Thickness-dependent conductivity of nanometric semiconductor thin films

TL;DR

This paper presents a quantum confinement-based theory explaining the exponential increase in resistivity of nanometric semiconductor thin films as their thickness decreases, aligning well with experimental observations.

Contribution

It introduces a new physical model for thickness-dependent conductivity in semiconductor thin films, surpassing classical surface scattering explanations.

Findings

Resistivity increases exponentially as film thickness decreases.

The model accurately reproduces experimental resistivity data for Si thin films.

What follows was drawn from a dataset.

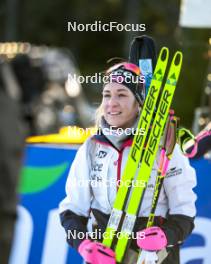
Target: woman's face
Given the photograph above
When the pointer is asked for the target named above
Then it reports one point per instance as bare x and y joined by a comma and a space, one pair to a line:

Surface scattering alone cannot explain resistivity behavior below 10 nm.

Abstract

The miniaturization of electronic devices has led to the prominence, in technological applications, of semiconductor thin films that are only a few nanometers thick. In spite of intense research, the thickness-dependent resistivity or conductivity of semiconductor thin films is not understood at a fundamental physical level. We develop a theory based on quantum confinement which yields the dependence of the concentration of intrinsic carriers on the film thickness. The theory predicts that the resistivity $\rho$, in the 1-10 nm thickness range, increases exponentially as $\rho \sim \exp(const/L^{1/2})$ upon decreasing the film thickness $L$. This law is able to reproduce the remarkable increase in resistivity observed experimentally in Si thin films, whereas the effect of surface scattering (Fuchs-Sondheimer theory) alone cannot explain the data when the film thickness is lower than 10 nm.